India's announcement about opening the Siachen Glacier, which is also the world's highest battlefield, to tourism is an emphatic geostrategic statement. The declaration of Defence Minister Rajnath Singh during a visit to Ladakh along with Army Chief General Bipin Rawat is unlikely to be ignored by the country's neighbours to the north and west, reports suggest.
Rajnath Singh opened a strategically located bridge across the Shyok River that will provide easy connectivity to the Daulat Beg Oldi sector along the Line of Actual Control (LAC) with China, a report in Livemint says. "Ladakh has tremendous potential in tourism. Better connectivity in Ladakh would certainly bring tourists in large numbers. The Siachen area is now open for tourists and tourism. From Siachen Base Camp to Kumar Post, the entire area has been opened for tourism purposes," Rajntah Singh said in a tweet on Monday.
Pakistan Prime Minister Imran Khan had raised the change of status of Jammu and Kashmir in the United Nations General Assembly (UNGA) where Indian Prime Minister Narendra Modi raised the matter of cross-border terrorism
The Indian move has taken China and Pakistan by surprise and they are yet to react to it. Expeditions to the icy heights of Siachen were being allowed under the Indian Army's supervision from the 1970s until they were discontinued in 1984, following a deterioration in the security situation in the sector.
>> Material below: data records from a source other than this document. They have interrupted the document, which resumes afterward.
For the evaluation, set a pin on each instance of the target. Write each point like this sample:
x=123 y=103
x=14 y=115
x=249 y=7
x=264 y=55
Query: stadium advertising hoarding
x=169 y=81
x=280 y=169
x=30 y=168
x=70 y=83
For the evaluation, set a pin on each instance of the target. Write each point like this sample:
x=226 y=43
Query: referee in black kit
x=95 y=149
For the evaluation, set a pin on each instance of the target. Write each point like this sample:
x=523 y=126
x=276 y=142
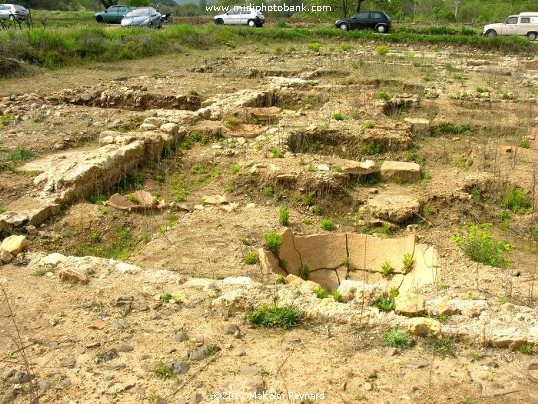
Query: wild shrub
x=476 y=242
x=274 y=316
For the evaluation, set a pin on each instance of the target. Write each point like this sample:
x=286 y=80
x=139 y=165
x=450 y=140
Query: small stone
x=424 y=327
x=196 y=397
x=5 y=256
x=14 y=244
x=367 y=386
x=418 y=364
x=106 y=356
x=69 y=362
x=125 y=335
x=44 y=385
x=124 y=348
x=180 y=368
x=231 y=329
x=181 y=336
x=72 y=276
x=123 y=299
x=238 y=352
x=250 y=370
x=198 y=354
x=65 y=383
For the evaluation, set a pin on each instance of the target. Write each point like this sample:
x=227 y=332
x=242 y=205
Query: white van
x=522 y=24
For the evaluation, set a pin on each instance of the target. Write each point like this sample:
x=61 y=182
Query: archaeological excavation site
x=272 y=225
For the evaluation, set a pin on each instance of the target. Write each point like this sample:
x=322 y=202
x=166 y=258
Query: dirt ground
x=83 y=346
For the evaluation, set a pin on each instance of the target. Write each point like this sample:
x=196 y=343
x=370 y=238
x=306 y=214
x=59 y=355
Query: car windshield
x=139 y=12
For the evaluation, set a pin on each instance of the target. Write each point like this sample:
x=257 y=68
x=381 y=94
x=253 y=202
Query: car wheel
x=381 y=29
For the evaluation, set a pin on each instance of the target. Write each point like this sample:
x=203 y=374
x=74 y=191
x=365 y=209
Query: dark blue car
x=375 y=20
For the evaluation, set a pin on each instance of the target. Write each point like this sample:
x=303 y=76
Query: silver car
x=13 y=12
x=142 y=17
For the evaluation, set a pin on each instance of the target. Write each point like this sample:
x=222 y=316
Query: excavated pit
x=329 y=259
x=131 y=99
x=350 y=142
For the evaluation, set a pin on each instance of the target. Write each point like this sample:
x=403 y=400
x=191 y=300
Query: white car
x=241 y=16
x=142 y=17
x=522 y=24
x=13 y=12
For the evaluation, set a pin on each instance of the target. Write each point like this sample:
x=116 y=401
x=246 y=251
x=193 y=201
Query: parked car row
x=13 y=12
x=523 y=24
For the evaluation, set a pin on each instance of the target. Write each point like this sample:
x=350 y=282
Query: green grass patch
x=284 y=215
x=273 y=241
x=516 y=201
x=250 y=258
x=63 y=46
x=274 y=316
x=327 y=224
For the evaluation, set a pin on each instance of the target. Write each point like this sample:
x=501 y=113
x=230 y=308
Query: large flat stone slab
x=322 y=250
x=400 y=171
x=393 y=207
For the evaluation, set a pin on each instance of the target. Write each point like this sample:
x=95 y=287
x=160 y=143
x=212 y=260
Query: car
x=241 y=16
x=525 y=24
x=13 y=12
x=376 y=20
x=143 y=17
x=113 y=14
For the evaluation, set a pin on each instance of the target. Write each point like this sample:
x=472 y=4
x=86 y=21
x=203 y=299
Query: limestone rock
x=14 y=244
x=321 y=250
x=359 y=291
x=409 y=304
x=288 y=253
x=511 y=337
x=268 y=262
x=72 y=276
x=359 y=168
x=170 y=127
x=447 y=306
x=5 y=256
x=419 y=124
x=396 y=208
x=424 y=327
x=400 y=171
x=52 y=259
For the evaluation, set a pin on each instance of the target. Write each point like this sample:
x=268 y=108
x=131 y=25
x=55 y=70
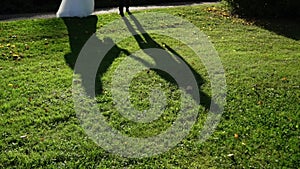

The frozen frontier of Siachen in the Himalayan trijunction of areas under the control of India, Pakistan and China has been at the centre of border tensions for long. The Indian Army took control of the desolate heights through Operation Meghdoot in 1984 gaining nearly 2,600 sq km of glaciers and overlooking mountain tops. It borders India's Ladakh, Pakistan-occupied Kashmir's Baltistan area and Shakgam Valley that Pakistan surrendered to China and Xinjiang Province. It's also close to the heights of Aksai Chin that China has been occupying since the 1962 war.
There were also reports that the Kargil misadventure of the Pakistan Army in 1999 was a result of General Pervez Musharraf's desire to avenge the slight of India's successful occupation of Siachen, leading to the Kargil war across the Line of Control (LoC). The war kept the world on edge for weeks because of the potential escalation of hostilities between the two nuclear-armed neighbours who had announced successful nuclear tests the previous year.
Ladakh is set to become a union territory when the order bifurcating Jammu and Kashmir whose statehood and special status were removed with the abrogation of Articles 370 and 35A of Constitution is set to take effect on October 31. Pakistan and China had raised an objection to the change of status of Jammu and Kashmir. China claims parts of Ladakh where the international border is not well demarcated. Army personnel of India and China have scuffled several times over the LAC in the region. Pakistan Prime Minister Imran Khan had raised the change of status of Jammu and Kashmir in the United Nations General Assembly (UNGA) where Indian Prime Minister Narendra Modi raised the issue of cross-border terrorism.
In June this year, Rajnath Singh, accompanied by Gen Rawat, had visited Siachen and praised the "tenacious resolve and unstinting commitment" of the soldiers deployed in the region. He had undertaken an aerial reconnaissance of the Siachen Glacier and interacted with troops at one of the forward posts.